Winner of the Pulitzer Prize, the New York Drama Critics Circle Award, the Drama Desk Award, the Outer Critics Circle Award, the Lucille Lortel Award, and the Oppenheimer Award
Edson's Pulitzer Prize-winning play examines life itself through her exploration of one of existence's unifying experiences—mortality—while also probing the vital importance of human relationships. What we as her audience take away from this remarkable drama is a keener sense that, while death is real and unavoidable, our lives are ours to cherish or throw away—a lesson that can be both uplifting and redemptive. As the playwright herself puts it, "The play is not about doctors or even about cancer. It's about kindness, but it shows arrogance. It's about compassion, but it shows insensitivity."
In Wit, Edson delves into timeless questions with no final answers: How should we live our lives knowing that we will die? Is the way we live our lives and interact with others more important than what we achieve materially, professionally, or intellectually? How does language figure into our lives? Can science and art help us conquer death, or our fear of it? What will seem most important to each of us about life as that life comes to an end? The immediacy of the presentation, and the clarity and elegance of Edson's writing, make this sophisticated and multilayered play real and accessible to all readers and students.

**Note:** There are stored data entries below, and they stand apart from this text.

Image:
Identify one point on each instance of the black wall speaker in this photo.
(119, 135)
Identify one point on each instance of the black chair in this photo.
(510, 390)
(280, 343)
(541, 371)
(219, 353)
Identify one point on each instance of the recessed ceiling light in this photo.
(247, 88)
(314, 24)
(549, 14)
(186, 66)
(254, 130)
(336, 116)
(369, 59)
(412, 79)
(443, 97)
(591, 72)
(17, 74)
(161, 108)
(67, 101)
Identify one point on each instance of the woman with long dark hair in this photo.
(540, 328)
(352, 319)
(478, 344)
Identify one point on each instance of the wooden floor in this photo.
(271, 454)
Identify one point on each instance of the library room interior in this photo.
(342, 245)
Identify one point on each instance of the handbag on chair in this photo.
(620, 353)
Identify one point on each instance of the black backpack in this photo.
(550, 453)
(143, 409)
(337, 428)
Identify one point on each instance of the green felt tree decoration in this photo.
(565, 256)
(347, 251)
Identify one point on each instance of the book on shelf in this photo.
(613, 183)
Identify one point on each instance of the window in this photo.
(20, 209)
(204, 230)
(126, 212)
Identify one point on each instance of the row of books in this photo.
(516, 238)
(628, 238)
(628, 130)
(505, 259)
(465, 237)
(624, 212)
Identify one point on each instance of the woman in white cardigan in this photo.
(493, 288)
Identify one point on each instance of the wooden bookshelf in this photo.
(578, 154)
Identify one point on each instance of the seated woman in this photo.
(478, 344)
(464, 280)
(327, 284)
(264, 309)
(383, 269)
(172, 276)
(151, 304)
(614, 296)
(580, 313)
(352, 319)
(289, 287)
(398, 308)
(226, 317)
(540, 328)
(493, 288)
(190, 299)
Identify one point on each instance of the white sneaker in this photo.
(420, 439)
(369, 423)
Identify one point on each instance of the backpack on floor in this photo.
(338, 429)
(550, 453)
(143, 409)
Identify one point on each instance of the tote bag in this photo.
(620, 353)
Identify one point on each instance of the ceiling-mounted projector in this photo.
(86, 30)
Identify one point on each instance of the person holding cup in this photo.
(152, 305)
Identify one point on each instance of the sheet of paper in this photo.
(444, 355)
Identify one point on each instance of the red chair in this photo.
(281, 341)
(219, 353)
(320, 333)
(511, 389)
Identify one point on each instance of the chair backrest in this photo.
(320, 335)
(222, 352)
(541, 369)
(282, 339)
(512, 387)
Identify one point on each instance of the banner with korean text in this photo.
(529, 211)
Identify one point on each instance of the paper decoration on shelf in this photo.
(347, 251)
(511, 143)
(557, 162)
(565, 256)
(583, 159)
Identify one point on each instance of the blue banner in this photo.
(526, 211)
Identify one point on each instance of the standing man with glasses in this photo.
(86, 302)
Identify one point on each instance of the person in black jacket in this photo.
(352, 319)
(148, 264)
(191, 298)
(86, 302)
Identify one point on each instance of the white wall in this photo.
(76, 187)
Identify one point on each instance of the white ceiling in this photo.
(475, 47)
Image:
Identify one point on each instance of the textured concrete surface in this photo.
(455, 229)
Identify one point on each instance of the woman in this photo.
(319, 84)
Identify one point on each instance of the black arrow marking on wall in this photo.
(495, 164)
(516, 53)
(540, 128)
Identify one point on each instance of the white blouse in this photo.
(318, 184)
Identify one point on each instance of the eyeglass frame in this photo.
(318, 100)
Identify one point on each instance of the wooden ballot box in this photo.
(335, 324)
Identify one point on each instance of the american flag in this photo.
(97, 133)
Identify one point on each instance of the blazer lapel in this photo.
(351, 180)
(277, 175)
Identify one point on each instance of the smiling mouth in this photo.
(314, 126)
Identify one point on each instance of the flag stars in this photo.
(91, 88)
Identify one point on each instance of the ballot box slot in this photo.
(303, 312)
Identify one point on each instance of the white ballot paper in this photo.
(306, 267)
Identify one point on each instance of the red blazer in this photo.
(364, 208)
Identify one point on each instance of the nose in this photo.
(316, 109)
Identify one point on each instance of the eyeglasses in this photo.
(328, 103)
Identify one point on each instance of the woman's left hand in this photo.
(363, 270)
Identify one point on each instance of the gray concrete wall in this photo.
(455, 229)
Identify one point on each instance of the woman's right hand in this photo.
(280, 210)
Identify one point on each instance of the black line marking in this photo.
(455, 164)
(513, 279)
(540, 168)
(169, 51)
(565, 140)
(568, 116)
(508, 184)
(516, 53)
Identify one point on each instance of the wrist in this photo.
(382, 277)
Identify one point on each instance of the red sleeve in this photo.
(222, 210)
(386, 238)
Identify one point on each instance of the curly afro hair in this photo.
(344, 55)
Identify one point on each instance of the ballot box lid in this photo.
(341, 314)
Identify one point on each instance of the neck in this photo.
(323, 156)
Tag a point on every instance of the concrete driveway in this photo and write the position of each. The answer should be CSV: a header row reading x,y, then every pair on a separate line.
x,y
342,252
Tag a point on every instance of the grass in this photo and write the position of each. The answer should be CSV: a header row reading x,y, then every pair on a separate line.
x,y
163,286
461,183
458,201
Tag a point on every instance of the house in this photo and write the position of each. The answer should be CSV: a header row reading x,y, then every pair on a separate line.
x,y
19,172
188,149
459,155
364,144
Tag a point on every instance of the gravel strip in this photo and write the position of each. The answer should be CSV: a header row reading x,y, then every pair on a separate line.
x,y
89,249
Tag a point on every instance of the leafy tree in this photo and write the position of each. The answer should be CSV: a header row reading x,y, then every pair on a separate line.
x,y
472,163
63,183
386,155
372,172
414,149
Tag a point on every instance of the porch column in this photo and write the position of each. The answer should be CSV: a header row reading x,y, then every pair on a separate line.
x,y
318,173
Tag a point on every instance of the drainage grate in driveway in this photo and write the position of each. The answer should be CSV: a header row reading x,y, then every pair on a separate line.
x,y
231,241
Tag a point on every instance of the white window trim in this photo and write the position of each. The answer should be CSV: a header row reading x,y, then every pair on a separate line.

Notes on Wit from the Holtzbrinck Teachers Guide
As the play begins, Vivian Bearing, a renowned professor of English who has spent years studying and teaching the intricate, difficult Holy Sonnets of the seventeenth-century poet John Donne, is diagnosed with advanced ovarian cancer. Confident of her ability to stay in control of events, she brings to her illness the same intensely rational and painstakingly methodical approach that has guided her stellar academic career. But as her disease and its excruciatingly painful treatment inexorably progress, she begins to question the single-minded values and standards that have always directed her, finally coming to understand firsthand the aspects of life that make it worth living.